En été, l’île se transforme en une maternité surpeuplée. Les otaries à fourrure et les lions de mer y viennent en grandes colonies pour se reproduire, occupant littéralement chaque mètre de rivage. Au-dessus d’eux, sur les rochers et les plateaux, résonne une colonie d’oiseaux où nichent des dizaines d’espèces. On y trouve surtout des guillemots, noirs et blancs, souvent comparés à des petits pingouins, même si, contrairement à eux, ils volent parfaitement. Au total, l’île abrite plus d’une centaine d’espèces d’oiseaux.


Depuis les années 1850, lorsque les baleiniers découvrirent la colonie, et jusqu’en 2008, on y chassait l’otarie à fourrure pour sa fourrure précieuse.
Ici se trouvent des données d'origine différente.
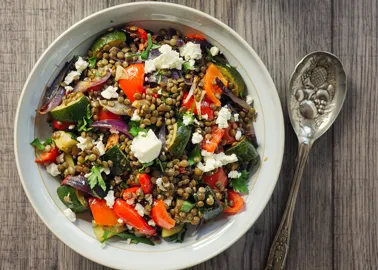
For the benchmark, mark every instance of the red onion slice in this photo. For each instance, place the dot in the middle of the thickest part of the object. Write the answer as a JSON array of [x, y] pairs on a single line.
[[238, 101]]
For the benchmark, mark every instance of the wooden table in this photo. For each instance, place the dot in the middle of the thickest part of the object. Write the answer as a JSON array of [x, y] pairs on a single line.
[[335, 224]]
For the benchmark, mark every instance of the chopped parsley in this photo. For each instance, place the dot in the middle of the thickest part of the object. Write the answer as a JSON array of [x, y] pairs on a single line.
[[84, 124], [145, 53], [95, 178]]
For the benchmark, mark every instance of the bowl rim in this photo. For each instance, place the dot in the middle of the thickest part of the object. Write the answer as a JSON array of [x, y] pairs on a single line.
[[214, 20]]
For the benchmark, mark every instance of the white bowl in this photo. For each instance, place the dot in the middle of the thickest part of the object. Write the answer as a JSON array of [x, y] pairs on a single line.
[[216, 236]]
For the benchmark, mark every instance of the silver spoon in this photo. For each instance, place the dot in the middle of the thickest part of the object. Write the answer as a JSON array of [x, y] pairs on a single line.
[[316, 94]]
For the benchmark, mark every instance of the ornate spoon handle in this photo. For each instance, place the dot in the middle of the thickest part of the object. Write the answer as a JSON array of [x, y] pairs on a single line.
[[280, 245]]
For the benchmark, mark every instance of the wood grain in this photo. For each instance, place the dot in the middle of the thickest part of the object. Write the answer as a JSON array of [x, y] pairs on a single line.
[[335, 222]]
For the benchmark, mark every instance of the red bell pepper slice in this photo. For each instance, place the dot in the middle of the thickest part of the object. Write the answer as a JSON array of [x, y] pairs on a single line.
[[102, 213], [134, 83], [216, 137], [48, 156], [205, 106], [145, 182], [235, 202], [105, 115], [61, 125], [218, 176], [131, 217], [161, 217]]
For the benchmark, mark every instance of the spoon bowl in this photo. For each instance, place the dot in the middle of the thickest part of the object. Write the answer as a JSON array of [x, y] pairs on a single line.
[[317, 91]]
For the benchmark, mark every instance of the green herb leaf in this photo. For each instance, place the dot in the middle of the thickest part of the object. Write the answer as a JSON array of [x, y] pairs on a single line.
[[188, 117], [92, 62], [84, 125], [37, 143], [162, 165], [145, 165], [210, 57], [135, 129], [178, 237], [95, 178], [240, 184], [135, 239], [145, 53], [155, 46], [195, 153]]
Pour cela, on construisit sur cette petite île des habitations solides, y compris un bâtiment de trois étages des années 1970, équipé de douches, d’une cantine et de chambres — un véritable complexe au milieu de la mer, sans eau douce ni infrastructures habituelles.


Aujourd’hui, la chasse appartient au passé, et les maisons des chasseurs ont été investies par les scientifiques qui étudient les mammifères marins. L’île est revenue à son rôle principal : elle est devenue un sanctuaire pour la vie et la reproduction des animaux et des oiseaux. Les humains n’y habitent pas, et l’accès y est strictement limité.